- The Washington Times - Friday, September 24, 2010

By Martin Cruz Smith
Simon & Schuster, $25.99 241 pages

Martin Cruz Smith, in the course of his 13-novels-and-counting career, has created his own niche in crime fiction, works that I choose to call “Russia noir.” A frequent visitor to Russia, he witnessed the degradation of the old Soviet Union into a society of vice, crime and general human despondency that makes one wonder … well, let me say it: Perhaps communism was not that bad after all, at least in terms of maintaining a semblance of an acceptable society. (I don’t really mean that, but the heretical thought did flicker through my mind.)

“Three Stations” opens with 15-year-old Maya, a runaway prostitute from a brothel in the sticks, on a Moscow-bound train with her 3-week-old baby. Maya knows that the monsters who owned her will try to track her down with the aim of meting out a horrible punishment as a means of discouraging further escapes. A supposedly friendly older woman comforts Maya and gives her a drugged drink. When she awakens, both her baby and the woman are gone.

A frantic Maya steps off the train into a Russian version of the inner circle of Dante’s Inferno. Although the tourist maps call the grubby area “Komsomol Square,” Moscow locals know it as “Three Stations” because three rail lines converge there, each with its own terminal.

Don’t even think about going to Three Stations, should you visit Moscow. Mr. Smith’s description surpasses in depravity the old Times Square at its pre-Giuliani grubbiest: “Pickpockets, flyboys handing out directions to strip clubs and slot arcades, gangs of street kids looking for the wounded, the slow, the easy mark. … Drunks were everywhere, but hard to see because they were as gray as the pavement they sprawled on. They were bandaged or bloody or on crutches.” The scent of cheap vodka and old cigarette smoke seems to waft from every page. Teen thugs set fire to derelicts “just for the sport of it.”

At the midst of this squalor is the embattled investigator Arkady Renko, first introduced by Mr. Smith three decades ago in his novel “Gorky Park. ” As always, Renko is on the verge of being fired, this time for refusing to go along with the attempted cover-up of a prostitute found dead in a trailer near Three Stations. Investigators who are on the payroll of mobsters who control Moscow vice conveniently write off the death as a drug overdose. But Renko, after viewing the pristine condition of the corpse, thinks otherwise, and he pushes for a more thorough investigation, even when superiors order him to desist.

Devotees of crime fiction prefer that the protagonist have a strong moral sense of right and wrong, even if his or her modus operandi does not pay strict attention to the rule book. Such is the strength of Renko, who is at his core an admirable fellow. Renko has become a surrogate father for a street urchin, Zhenyan, who helps the runaway prostitute as she desperately searches for her stolen baby, fending off another teen gangster who tries to coerce Maya back into prostitution. And one realizes that both Renko and his protege remain decent despite the criminal milieu in which they live.

“Three Stations” relates the two quests, finding a link between Maya’s missing baby and the truth behind why the prostitute was murdered. Their adversaries are many, and deadly. Omnipresent is a thuggish billionaire, Sasha Vaksberg, who commands a veritable private army bent on silencing Renko because the dead prostitute worked for one of his clubs. He was among the favored “businessmen” who commandeered wide swaths of the Russian economy under the protection of Vladimir Putin.

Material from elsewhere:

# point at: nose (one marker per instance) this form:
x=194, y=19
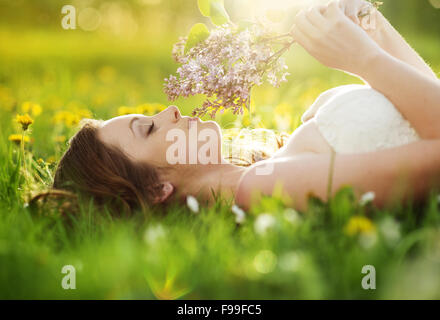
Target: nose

Now things have changed for him and cronies, as Mr. Putin turns to a new set of favorites. In a conversation with Renko, he offers a primer on present-day Russian economic realities: “When the dear old Soviet Union broke up, I made a great deal of money. It was like creating a new jigsaw puzzle out of old pieces. Granted, we took advantage where we could. What great fortunes did not at the start? The Medicis, the Rothschilds, the Rockefellers?”

But as he lamented, Mr. Putin now turned on the first set of oligarchs, sending many to prison in Siberia, ordering others poisoned, even those who fled Russia. “We were the idiots who put this lizard in power. Our lizard turned out to be Tyrannosaurus rex.”

To Mr. Smith, to be sure, parts of Moscow exude prosperity, with opulent nightclubs, gambling dens and pricey prostitutes. But he uses telling vignettes on how this uneven economy has cut into the soul of Russia. Academic sociologists could benefit from his adroit recitation of revealing anecdotes. Hear, for instance, the plaint of a minor character: “You know what’s tragic about all the money floating around? A bottle of vodka used to cost 10 rubles, just the right sum for three people to share. Not too much, not too little. That was how you met people and made friends. Now they have money they got selfish. Nobody shares. It’s torn apart the fabric of society.”

Maya emerges from this horrible mess with her baby, Renko keeps his job, and he even acquires a woman who loves him. Nonetheless, one comes away from “Three Stations” feeling the need for a good hot shower. The Russian Tourism Bureau is not putting his book on a recommended reading list.

Joseph C. Goulden, a Washington writer, is the author of 18 nonfiction books.